The client consultation is an extremely important element of the massage process. It is at this time that you determine what the client wants, what their medical history is, and how you are going to perform their massage.

  • Read
    • Fritz, 2004 - Informed Consent (p. 43 – 46) then p. 263 – 266.
    • Salvo, 2007 - Informed Consent (p. 199 - 200)

Hopefully this has made it clear to you why it's important to gain informed consent for everything you do with your client, and what informed consent means.

Medical Screening

You should always begin your client consultation with a medical screening process. This is very important! Failing to medically screen your client could lead to medical complications. In the Otago Polytechnic massage therapy clinics, we use a Client Details form for this purpose.

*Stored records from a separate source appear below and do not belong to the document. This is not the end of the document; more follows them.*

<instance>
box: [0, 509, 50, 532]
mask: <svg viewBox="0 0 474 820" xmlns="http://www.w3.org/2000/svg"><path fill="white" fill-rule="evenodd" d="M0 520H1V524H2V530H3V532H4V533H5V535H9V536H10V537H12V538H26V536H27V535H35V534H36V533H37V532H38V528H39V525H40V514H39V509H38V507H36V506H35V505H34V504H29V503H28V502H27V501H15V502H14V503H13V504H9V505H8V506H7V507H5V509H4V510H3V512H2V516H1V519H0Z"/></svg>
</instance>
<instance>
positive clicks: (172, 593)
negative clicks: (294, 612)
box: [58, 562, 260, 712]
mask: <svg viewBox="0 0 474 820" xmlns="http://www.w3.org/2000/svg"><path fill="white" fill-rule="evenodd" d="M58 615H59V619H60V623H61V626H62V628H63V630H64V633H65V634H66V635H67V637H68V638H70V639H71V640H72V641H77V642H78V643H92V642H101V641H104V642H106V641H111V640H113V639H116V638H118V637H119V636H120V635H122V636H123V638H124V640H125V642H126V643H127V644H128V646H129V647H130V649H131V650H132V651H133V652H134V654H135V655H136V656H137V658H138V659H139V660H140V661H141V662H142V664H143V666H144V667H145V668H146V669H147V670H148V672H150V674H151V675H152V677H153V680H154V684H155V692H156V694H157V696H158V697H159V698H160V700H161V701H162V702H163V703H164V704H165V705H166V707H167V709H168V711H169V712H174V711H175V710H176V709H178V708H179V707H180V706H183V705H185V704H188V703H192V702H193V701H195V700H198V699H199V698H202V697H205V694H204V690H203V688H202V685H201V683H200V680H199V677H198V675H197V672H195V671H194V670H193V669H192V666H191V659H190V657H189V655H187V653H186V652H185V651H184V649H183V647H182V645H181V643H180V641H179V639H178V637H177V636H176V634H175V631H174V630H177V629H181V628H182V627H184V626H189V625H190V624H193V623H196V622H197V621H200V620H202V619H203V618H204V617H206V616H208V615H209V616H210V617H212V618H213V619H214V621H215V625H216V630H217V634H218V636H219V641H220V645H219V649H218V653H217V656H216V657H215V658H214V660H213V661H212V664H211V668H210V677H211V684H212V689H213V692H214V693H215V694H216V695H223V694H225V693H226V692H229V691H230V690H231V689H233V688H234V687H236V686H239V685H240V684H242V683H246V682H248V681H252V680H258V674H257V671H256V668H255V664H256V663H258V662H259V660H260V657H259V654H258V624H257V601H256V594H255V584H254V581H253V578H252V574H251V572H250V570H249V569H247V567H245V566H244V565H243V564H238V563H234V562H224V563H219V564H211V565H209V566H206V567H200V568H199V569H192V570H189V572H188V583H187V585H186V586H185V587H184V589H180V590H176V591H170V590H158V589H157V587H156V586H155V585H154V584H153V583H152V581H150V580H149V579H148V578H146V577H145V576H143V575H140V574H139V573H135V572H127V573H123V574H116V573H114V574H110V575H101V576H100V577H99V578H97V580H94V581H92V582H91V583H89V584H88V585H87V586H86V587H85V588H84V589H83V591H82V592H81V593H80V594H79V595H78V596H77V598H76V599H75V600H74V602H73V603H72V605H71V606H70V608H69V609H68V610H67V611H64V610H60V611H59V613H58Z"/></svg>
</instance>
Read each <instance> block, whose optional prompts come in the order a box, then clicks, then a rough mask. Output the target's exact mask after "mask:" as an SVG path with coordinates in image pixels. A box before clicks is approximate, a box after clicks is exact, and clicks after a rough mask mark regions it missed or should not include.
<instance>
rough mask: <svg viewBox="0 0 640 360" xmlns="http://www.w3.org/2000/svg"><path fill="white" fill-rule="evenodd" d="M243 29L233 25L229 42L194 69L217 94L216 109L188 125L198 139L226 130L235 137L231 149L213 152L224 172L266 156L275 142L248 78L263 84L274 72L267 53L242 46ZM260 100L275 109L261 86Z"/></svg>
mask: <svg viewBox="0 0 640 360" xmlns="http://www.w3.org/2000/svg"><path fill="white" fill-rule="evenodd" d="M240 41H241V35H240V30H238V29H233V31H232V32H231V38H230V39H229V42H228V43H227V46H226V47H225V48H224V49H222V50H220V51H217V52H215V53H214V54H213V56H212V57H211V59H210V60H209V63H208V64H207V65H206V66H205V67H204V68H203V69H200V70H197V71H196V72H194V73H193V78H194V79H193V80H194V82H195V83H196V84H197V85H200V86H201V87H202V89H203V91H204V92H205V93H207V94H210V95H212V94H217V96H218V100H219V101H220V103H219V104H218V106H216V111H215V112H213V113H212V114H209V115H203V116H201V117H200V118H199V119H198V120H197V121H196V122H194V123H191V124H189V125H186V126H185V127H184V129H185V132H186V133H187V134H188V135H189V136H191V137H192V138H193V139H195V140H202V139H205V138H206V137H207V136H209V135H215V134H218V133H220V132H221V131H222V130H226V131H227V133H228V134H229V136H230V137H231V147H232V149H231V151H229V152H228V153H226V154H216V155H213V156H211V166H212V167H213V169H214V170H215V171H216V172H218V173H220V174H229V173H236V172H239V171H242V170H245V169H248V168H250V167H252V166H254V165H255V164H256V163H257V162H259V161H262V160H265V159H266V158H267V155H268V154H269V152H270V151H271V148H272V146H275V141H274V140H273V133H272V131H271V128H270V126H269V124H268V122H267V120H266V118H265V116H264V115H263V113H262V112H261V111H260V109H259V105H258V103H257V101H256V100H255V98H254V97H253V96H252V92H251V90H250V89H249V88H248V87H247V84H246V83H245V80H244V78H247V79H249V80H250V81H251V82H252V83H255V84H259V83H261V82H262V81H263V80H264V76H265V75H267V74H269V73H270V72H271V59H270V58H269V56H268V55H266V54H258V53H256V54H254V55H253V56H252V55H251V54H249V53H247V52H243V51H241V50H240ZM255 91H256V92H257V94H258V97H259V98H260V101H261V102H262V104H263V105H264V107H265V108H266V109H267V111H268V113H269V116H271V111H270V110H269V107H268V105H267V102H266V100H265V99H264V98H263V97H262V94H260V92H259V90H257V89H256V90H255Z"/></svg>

When working with a new client you need to review the form that they have completed, and clarify anything which is unclear. When working with a repeat client you need to review the form before beginning treatment, and it's a good idea to ask regularly whether anything has changed.

Subjective Assessment

After completing the medical screening process, we typically progress to assessment of the client's situation using subjective and objective assessment techniques. As you progress through the course, you will be introduced to a range of assessment strategies that are applied in the client consultation process, but at this stage you mostly need to ensure that you know why the client has come to you.

What do they want?

This might seem obvious, but it is surprising how often students and even healthcare professionals forget this, and head off on a pathway of assumed client need.

Client Orientation

It's advisable to have an orientation process that you take new clients through so that they are aware of your clinical processes. This process should be comprehensive enough so that your client feels comfortable in the new environment, but should not impinge overly on their massage session.

Fritz (2004) provides a list of things which she considers must be part of this orientation

  • Take the client to the massage area
  • Show him/her where they may hang their clothes.
  • Provide instructions about undressing - where to put clothes, how much clothing you need them to remove and leave on.
  • Demonstrate the massage table/chair/mat, how it is draped, how the draping works and the position you would like them to adopt on the table
  • Ask about the use of music and offer a few selections
  • Show the client where the toilet is
  • Briefly explain any charts you might have on the walls
  • Ask if the client has any preference in terms of lubricant, and let them know the options
  • Explain that you will leave the room while they undress (except if they have a mobility impairment, and need your help getting on the table)
  • Explain all sanitary precautions
  • Show the client the sign on the door stating that a massage is in session
  • Give an idea of the massage flow
  • Instruct the client how to get onto the table safely and without damaging the table
  • Ask if the client has any questions
  • Explain that you will be washing your hands and preparing for the massage while you get ready
  • Tell the client how long you will be gone and that you will knock before entering the room.


  • Consider this list. Are there any things you would remove or add to the list?
  • Create a checklist of things which you feel you need to tell a new client, and practice using it over the next month.